Par Dominique Barbéris Illustration Pierre-Louis Bouvier

Il neigeait depuis au moins deux heures. La route glissait, et les chaînes ne servaient plus à grand-chose. La voiture avançait au pas, comme dans un convoi dangereux.
Nous étions dans l’Est, près de la frontière suisse, sur une petite route de montagne.
C’était la première fois que j’accompagnais Luc pour une de ses expertises. La visite de maisons à vendre, souvent des successions, dont les propriétaires liquidaient les meubles. Il travaillait dans «les choses anciennes». Sa cave était encombrée de tables, de matériaux de récupération, de fauteuils défoncés, de vieux trumeaux, mais il disait toujours: c’est pour m’occuper; il laissait entendre que l’essentiel de sa vie était ailleurs: J’ai de l’argent de côté, un «petit pactole».
Il commençait à faire nuit. Luc a mis les phares. La voiture a dérapé. Il a dit: On ne va pas pouvoir continuer; je ne vois rien; les essuie-glaces n’arrivent plus à désencombrer le pare-brise.

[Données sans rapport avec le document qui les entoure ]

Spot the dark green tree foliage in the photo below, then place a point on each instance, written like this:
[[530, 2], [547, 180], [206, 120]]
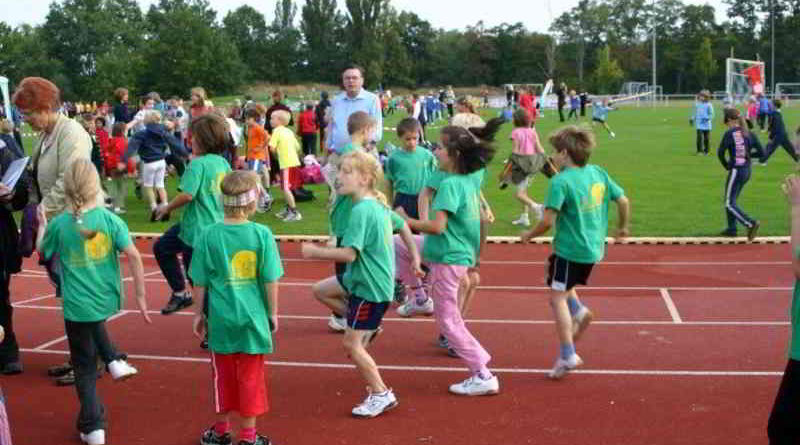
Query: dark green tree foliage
[[185, 47], [322, 26]]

Il est sorti; je le voyais de l’intérieur: il avait laissé le moteur tourner pour maintenir le chauffage dans la voiture; (sinon, m’avait-il dit, tu vas mourir de froid). Il détachait les essuie-glaces, les repliait avec ses mains gantées; il se couvrait de blanc: son anorak, ses cheveux, ses sourcils. J’avais toujours pensé qu’il avait l’air danois ou norvégien; quand il a soulevé l’un après l’autre les essuie-glaces avec ses mains gantées, j’ai été sur le point de crier: Attention! Tu vas les casser! Je pensais, je ne sais pas pourquoi à l’articulation d’une patte d’oiseau très fragile.
Il a tapé du poing sur la vitre:
—Passe-moi le chiffon. La neige atteint la hauteur des phares. C’est trop dangereux. On va attendre.
J’ai dit: Attendre quoi?
—La saleuse. Elle va bien finir par passer. Je vais être obligé d’éteindre le moteur, sinon, je n’aurai plus d’essence.
Nous sommes restés côte à côte. Luc a essayé d’ouvrir la radio, mais on ne captait pas la moindre station. Il était sept heures. Mes pieds étaient glacés; je les remuais de temps en temps. Il a étendu le bras et, dans le demi-sommeil dans lequel je glissais, j’ai senti son gant mouillé contre ma nuque.
J’ai dit: C’est froid.
Je ne connais pas Luc depuis longtemps. Nous nous sommes rencontrés il y a trois mois, dans un café. J’étais à une table à sa gauche. C’est lui qui a entamé la conversation.
Je ne suis jamais à l’aise avec des inconnus. J’avais posé une question bête: «Qu’est-ce que vous faites dans la vie», et il s’était penché vers moi (il est grand, plus d’un mètre quatre-vingt-dix); il avait dit, pour se moquer: «Rien, j’essaie d’en faire le moins possible.» Il y avait eu des rires, derrière nous, des gens nous regardaient, et j’avais eu l’air ridicule; c’était ce que Luc voulait, en réalité, que l’attention se reporte sur lui. Il avait poursuivi, assez fort, parlant pour la galerie: En réalité, je fais de la revente d’objets anciens, je suis expert en objets d’art (ses fameuses «expertises»). Mais surtout, je suis poète. J’écris de la poésie.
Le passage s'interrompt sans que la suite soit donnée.